Imagine uma pessoa que começou a trabalhar aos 20 anos sem qualquer deficiência e, aos 35 anos, sofreu um acidente que deixou uma limitação permanente.

Ela não perde os 15 anos de contribuição anteriores.

Será necessário analisar quanto tempo trabalhou antes da deficiência, quanto tempo trabalhou depois dela e qual grau foi reconhecido durante cada período.

 

E se a deficiência piorou ou mudou de grau?

Isso também pode acontecer.

Uma pessoa pode, por exemplo, iniciar determinado período com uma deficiência considerada leve e, anos depois, apresentar agravamento que leve ao reconhecimento de grau moderado ou grave.

A legislação prevê ajustes proporcionais quando há alteração do grau de deficiência ao longo da vida contributiva.

Por isso, a análise não deve simplesmente olhar para a situação atual.

É importante verificar *desde quando a deficiência existe e como ela evoluiu ao longo dos anos*.

 

Existem duas formas de Aposentadoria PCD?

Sim.

Existem duas modalidades principais no Regime Geral de Previdência Social:

  1. Aposentadoria da Pessoa com Deficiência por Idade;
  2. Aposentadoria da Pessoa com Deficiência por Tempo de Contribuição.

As regras são diferentes.

Na aposentadoria por idade, o grau da deficiência não altera a idade mínima.

Já na aposentadoria por tempo de contribuição, saber se a deficiência é *leve, moderada ou grave* faz grande diferença.

 

Como funciona a Aposentadoria PCD por idade?

A regra é relativamente simples.

Para a Aposentadoria da Pessoa com Deficiência por idade, exige-se:

 

Homem:

60 anos de idade.

 

Mulher:

55 anos de idade.

 

Além disso, é necessário comprovar pelo menos *15 anos de contribuição na condição de pessoa com deficiência*, independentemente do grau. O INSS também exige carência mínima de 180 contribuições, esclarecendo que a carência não precisa necessariamente ter sido integralmente cumprida na condição de PCD.
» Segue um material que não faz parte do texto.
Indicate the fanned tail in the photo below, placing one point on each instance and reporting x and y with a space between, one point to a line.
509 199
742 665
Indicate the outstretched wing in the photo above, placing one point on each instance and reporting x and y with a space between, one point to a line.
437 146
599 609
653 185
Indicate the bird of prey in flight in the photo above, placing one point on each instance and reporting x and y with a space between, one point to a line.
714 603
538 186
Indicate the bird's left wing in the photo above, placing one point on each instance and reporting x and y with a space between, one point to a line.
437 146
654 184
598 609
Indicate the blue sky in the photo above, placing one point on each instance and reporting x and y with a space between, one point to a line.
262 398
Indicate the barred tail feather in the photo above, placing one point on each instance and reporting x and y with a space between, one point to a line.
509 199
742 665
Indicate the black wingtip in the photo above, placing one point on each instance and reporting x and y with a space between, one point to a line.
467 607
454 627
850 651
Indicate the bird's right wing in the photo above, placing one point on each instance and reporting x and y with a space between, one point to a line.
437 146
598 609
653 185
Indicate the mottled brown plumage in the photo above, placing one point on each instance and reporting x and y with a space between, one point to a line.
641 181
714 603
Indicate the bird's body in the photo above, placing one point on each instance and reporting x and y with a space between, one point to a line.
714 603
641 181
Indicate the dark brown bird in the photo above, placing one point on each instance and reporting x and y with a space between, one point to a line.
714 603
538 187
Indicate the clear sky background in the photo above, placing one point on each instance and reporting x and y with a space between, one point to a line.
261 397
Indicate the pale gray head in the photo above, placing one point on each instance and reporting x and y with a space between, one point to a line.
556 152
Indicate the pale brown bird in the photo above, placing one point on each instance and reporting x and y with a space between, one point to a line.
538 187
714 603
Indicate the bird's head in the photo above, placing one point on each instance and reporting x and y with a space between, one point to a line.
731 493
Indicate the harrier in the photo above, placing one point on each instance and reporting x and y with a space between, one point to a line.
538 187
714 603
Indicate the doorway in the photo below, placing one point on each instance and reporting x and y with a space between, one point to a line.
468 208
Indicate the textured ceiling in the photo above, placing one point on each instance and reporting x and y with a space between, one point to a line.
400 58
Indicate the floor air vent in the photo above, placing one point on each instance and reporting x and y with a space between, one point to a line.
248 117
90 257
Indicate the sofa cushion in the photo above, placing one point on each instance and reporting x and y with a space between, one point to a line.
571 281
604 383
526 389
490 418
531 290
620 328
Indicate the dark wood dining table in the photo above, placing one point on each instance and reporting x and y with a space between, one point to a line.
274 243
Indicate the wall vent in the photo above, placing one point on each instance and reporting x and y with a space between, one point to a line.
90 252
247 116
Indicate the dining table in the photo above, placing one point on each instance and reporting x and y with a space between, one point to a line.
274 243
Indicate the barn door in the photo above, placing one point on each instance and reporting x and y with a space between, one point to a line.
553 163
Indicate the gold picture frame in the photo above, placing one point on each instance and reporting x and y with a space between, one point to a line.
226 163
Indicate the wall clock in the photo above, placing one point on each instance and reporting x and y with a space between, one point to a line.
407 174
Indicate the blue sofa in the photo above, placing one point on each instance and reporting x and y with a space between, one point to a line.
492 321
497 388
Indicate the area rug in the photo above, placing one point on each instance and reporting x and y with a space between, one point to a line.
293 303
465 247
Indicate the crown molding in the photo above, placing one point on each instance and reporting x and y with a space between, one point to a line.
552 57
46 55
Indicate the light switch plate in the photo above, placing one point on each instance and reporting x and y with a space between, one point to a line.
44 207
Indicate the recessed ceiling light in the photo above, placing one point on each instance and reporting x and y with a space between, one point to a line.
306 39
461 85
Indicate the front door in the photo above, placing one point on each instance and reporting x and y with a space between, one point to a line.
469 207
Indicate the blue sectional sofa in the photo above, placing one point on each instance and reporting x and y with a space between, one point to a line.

Portanto, na aposentadoria por idade, não importa se a deficiência é considerada leve, moderada ou grave para definir a idade mínima.

 

Exemplo

Imagine uma mulher com *55 anos de idade* que consiga comprovar pelo menos *15 anos de contribuição na condição de pessoa com deficiência* e preencha os demais requisitos.

Ela poderá analisar a possibilidade de Aposentadoria PCD por idade.

Para o homem, a idade mínima é de *60 anos*.

 

E se a pessoa tem 55 ou 60 anos, mas não possui 15 anos como PCD?

Somente atingir a idade não é suficiente.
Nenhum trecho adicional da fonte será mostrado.